People will learn less from this technology, they will enjoy using the internet less, and as a result, publishers will be less incentivized to add to the corpus of information Gemini uses to provide answers. The new AI features are good short-term solutions to improve the usefulness of the world’s information superhighway, but they cause a major chicken-and-egg problem that Google has continuously either ignored or chosen to purposefully neglect. This pressing issue does not fit well in the quick pace of a presentation, but it will cause an already noticeable decline in high-quality information on the web. It is a short-term bandage over the wound that is lazy, money-hungry analytics firms — once the bandage withers and expires, the wound will still be there.
That is not to say that Google should not invest in AI at all, because AI pessimism is a conservative, cowardly ideology not rooted in fact. Instead, Google should use AI to remedy the major problem at hand, which it caused itself. AI can be used to find good information, improve recommendation algorithms, and help users find answers to their questions in fewer words. Google is more than capable of taking a thoughtful approach to this glitch in the information ecosystem, and that is apparent because of its latest enhancement to its traditional search product: ask with video and Circle to Search.
Asking questions with video is exactly the type of enhancement AI can bring without uprooting the vast library of information on the web. The new search feature is built into Google Lens but utilizes Google’s multimodal generative AI to analyze video clips recorded through the Google mobile app along with a quick voice prompt. When a recording is initiated, the app asks users to describe a problem, such as why a pictured record player isn’t working. It then uses AI to understand the prompt and video, then generate an answer with sources pulled from the web.
The reason this is more groundbreaking than worrisome is because it (a) enables people to learn more than they would otherwise, (b) adds a qualitative improvement to the user experience, and (c) encourages authors to contribute information to be featured as one of the sources for the explanation. It is just enough of a change to the habits of the internet where the result is a net positive. Google is doing more than simply performing Google searches by itself, then paraphrasing the answers — it is understanding a query using a neural network, gathering sources, and then explaining them while also providing credit.

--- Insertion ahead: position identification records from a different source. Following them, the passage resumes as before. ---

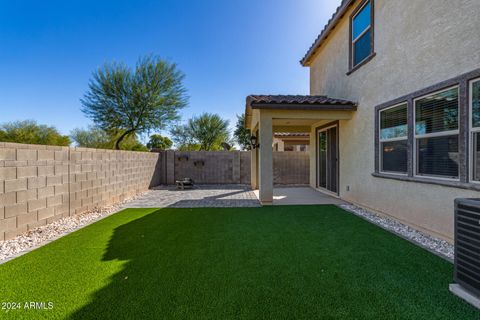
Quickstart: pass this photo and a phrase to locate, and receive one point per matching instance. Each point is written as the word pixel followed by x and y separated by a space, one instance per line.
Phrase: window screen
pixel 393 139
pixel 438 156
pixel 475 135
pixel 436 129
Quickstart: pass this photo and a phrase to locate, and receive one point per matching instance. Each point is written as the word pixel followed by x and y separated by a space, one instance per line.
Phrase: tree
pixel 242 135
pixel 159 142
pixel 92 137
pixel 95 137
pixel 129 102
pixel 29 131
pixel 205 132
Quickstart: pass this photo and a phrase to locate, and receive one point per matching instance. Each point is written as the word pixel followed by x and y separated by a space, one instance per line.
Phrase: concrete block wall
pixel 231 167
pixel 41 184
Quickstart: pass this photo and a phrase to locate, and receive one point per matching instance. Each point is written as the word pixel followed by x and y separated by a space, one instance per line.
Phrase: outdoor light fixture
pixel 253 142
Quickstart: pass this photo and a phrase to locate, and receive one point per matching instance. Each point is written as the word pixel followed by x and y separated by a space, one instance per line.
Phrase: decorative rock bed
pixel 435 245
pixel 34 238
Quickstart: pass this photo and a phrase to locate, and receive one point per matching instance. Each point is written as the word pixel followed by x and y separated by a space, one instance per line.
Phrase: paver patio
pixel 202 196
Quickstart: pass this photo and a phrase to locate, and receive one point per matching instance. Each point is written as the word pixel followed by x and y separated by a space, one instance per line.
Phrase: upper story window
pixel 361 45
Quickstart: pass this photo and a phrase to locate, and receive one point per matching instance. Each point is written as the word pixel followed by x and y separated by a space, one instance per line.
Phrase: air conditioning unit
pixel 467 251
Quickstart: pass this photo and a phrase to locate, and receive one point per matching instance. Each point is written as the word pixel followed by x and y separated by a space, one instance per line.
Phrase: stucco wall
pixel 417 44
pixel 40 184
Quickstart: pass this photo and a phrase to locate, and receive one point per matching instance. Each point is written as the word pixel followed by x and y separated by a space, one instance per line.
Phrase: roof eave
pixel 300 106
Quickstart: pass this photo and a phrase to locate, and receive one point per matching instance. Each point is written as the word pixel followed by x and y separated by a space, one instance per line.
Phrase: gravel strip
pixel 37 237
pixel 437 246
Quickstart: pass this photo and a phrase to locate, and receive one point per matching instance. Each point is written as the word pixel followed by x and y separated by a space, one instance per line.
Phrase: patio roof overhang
pixel 303 110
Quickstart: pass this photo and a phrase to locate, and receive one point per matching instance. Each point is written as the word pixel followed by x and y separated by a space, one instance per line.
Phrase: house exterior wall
pixel 417 44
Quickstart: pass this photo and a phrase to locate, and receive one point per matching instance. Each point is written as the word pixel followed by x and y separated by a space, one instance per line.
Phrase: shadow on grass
pixel 301 262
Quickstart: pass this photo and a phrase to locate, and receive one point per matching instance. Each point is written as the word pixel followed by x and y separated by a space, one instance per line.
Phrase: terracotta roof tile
pixel 266 101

In other words, it isn’t a summary; it’s a new, remarkable piece of work.
It is safe to say that for now, I am pessimistic about Google’s rethinking of the web. Google’s chatbots consistently provide incorrect answers to prompts, the summaries’ placement alongside the 10 blue links — which aren’t even 10 blue links anymore — can be confusing to non-savvy users, and the new features feel more like ignorant, soulless bets on an illustrious “new internet” rather than true innovations that will improve people’s lives. But that isn’t to say there is no future for generative AI in search — there is in myriad ways. But the sheer unwillingness on Google’s end to truly embrace generative AI’s quirks is astonishing.
Gemini for Users
Google’s apparent attempt to reinvent the internet does not just stop at the web — it also extends to its personal services, like Google Photos and Gmail. This extension first took place last year at Google I/O, and many of Tuesday’s announcements seemed like déjà vu, but this year the company seemed more intent on utilizing the multimodal capabilities and larger context lengths of its latest LLMs to improve search capabilities and provide better summaries, an advantage it hadn’t developed last May.

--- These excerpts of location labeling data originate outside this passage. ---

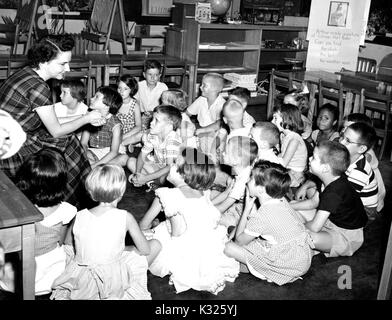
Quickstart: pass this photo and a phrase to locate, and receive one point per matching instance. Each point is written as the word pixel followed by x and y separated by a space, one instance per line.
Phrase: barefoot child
pixel 164 140
pixel 192 241
pixel 100 267
pixel 272 243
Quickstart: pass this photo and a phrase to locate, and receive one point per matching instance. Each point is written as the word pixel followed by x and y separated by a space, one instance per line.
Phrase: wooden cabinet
pixel 279 51
pixel 215 47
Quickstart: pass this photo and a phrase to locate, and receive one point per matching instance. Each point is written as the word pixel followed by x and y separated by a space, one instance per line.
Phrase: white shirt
pixel 63 112
pixel 206 115
pixel 148 99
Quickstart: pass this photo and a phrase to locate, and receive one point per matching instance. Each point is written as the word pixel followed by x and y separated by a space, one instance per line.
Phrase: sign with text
pixel 336 30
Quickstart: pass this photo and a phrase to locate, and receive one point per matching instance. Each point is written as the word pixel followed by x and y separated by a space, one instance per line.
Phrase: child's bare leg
pixel 322 241
pixel 235 251
pixel 131 164
pixel 120 160
pixel 133 139
pixel 155 248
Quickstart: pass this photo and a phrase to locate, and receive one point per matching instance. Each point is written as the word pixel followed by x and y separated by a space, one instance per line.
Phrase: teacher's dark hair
pixel 48 48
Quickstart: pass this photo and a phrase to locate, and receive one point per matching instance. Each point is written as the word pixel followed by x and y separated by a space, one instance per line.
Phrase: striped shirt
pixel 163 150
pixel 362 178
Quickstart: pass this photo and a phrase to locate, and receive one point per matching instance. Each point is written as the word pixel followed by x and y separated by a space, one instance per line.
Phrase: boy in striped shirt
pixel 358 139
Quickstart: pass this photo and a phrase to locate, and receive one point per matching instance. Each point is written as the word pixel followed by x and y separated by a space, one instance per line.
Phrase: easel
pixel 103 31
pixel 26 17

First, Google Photos, which the company opened the event with, surprisingly. Google described a limitation of basic optical character recognition-based search: Say someone wanted to find their license plate number in a sea of images of various cars and other vehicles. Previously, they would have to sift through the photos until they found one of their car, but with multimodal AI, Gemini can locate the photos of one’s car automatically, and then display the license plate number in a cropped format. This enhanced, contextual search functions like a chatbot within Google Photos to make searching and categorizing photos easier. The AI, which uses Gemini under the hood, uses data from a user’s photo library, such as facial recognition data and geolocation, to find photos that might fit specific parameters or a theme. (One of the examples shown onstage was a user asking for photos of their daughter growing up.)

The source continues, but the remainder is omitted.